RCloud enables Data Scientists to find value in data by sharing ideas and techniques with each other and results with any user in the community. RCloud employs notebooks composed of cells where topics may easily be broken up into concepts and where the relationship between the concepts can be easily understood.
In this environment, data scientist teams benefit from easier sharing of scripts and data feeds, experiments, annotations and automated recommendations which are well beyond what traditional individual or locally based development environments provide. Since notebooks are saved and searchable, rather than spending time "recreating the wheel", RCloud Data Scientists may reuse notebooks or parts of notebooks for similar projects.
Notebooks are project packages which contain all the components and dependencies of an analysis, including code, data, comments and other technical documentation, charts and deployment capabilities. This means results may be be verified and reproduced by anyone with access to the notebook.
As opposed to analysis which are stored locally, web-based content allows Data Scientists to collaborate over the Internet without concern for the location or syncing of system parameters, code and data. For example, the public instance of RCloud includes all CRAN packages. Local development environment parameters no longer create hurdles for viewing and running analyses since RCloud is platform independent and user access and controls remain constant which promotes user confidence and engagement.
RCloud supports all R packages including iotools for processing large data files and SparkR - an R frontend for Apache Spark.
An RCloud session runs on both client and server, so it is possible for R functions on the server to call JavaScript functions on the client, and vice versa. This means rich web-based content through easy integration of custom Javascript user interface (UI) and Javascript libraries such as JQuery and D3.
RCloud supports efficient, secure, client/server connections via the FastRWeb package and an adopted discipline known as the Object-Capabilities (ocap). This means that web browsers never directly instruct the RCloud backend to execute arbitrary code which prevents unauthenticated clients from making unauthorized calls to the RCloud runtime environment; read more about ocap on our Documentation introduction page or see the Wikipedia article. RCloud also maintains an automatic git based trail of code modifications which document the development history of an RCloud based project and RCloud notebooks may be encrypted for added security. In the notebook product space, authenticated client-server channeling and notebook encryption are unique to RCloud.

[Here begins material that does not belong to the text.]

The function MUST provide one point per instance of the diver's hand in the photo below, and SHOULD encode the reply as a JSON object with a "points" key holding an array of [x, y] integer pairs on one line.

Code, widget, dashboard and analysis libraries are an ancillary benefit that comes with the creation of every RCloud notebook (on the public instance or in private clouds).
These "knowledge assets" may used on similar projects or to train new employees, for example. RCloud notebooks are searchable and forkable (sharable), so anyone with access to the notebooks may view and reuse a notebook and its content or various parts.

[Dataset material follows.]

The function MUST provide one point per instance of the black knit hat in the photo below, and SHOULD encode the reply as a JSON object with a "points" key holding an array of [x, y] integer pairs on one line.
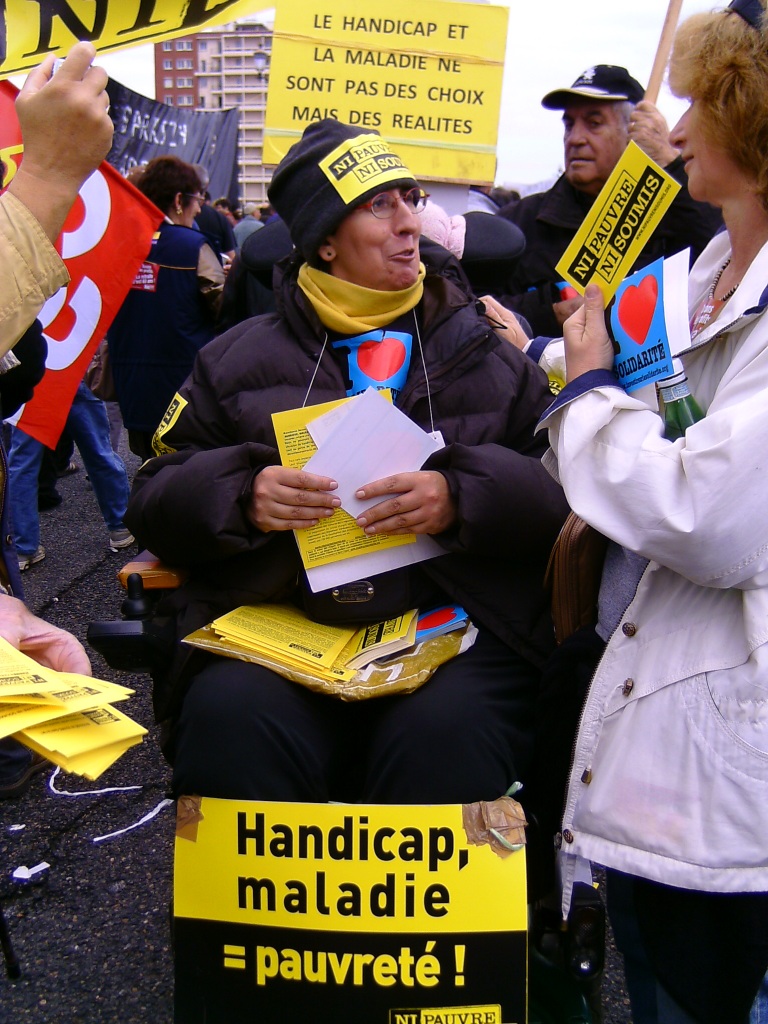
{"points": [[604, 82], [331, 170]]}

Standard analytic workflows often involve performing a data science experiment using one set of tools and deploying the results using other tools.
Rather than stitching pipelines together and/or dealing with inconsistencies between development and production environments, every RCloud notebook is named by a URL so analyses may easily be transformed from code and technical documentation to markdown annotated notebooks or rich web-based dashboards.
RCloud is an ideal environment for research and data analysis departments who commonly use R and/or Python to share, publish and archive their code and data. RCloud is roughly the same in terms of compute efficiency as in memory Business Intelligence (BI) tools like Tableau and Qlikview, but unlike these systems, you can add users to RCloud without licensing concerns.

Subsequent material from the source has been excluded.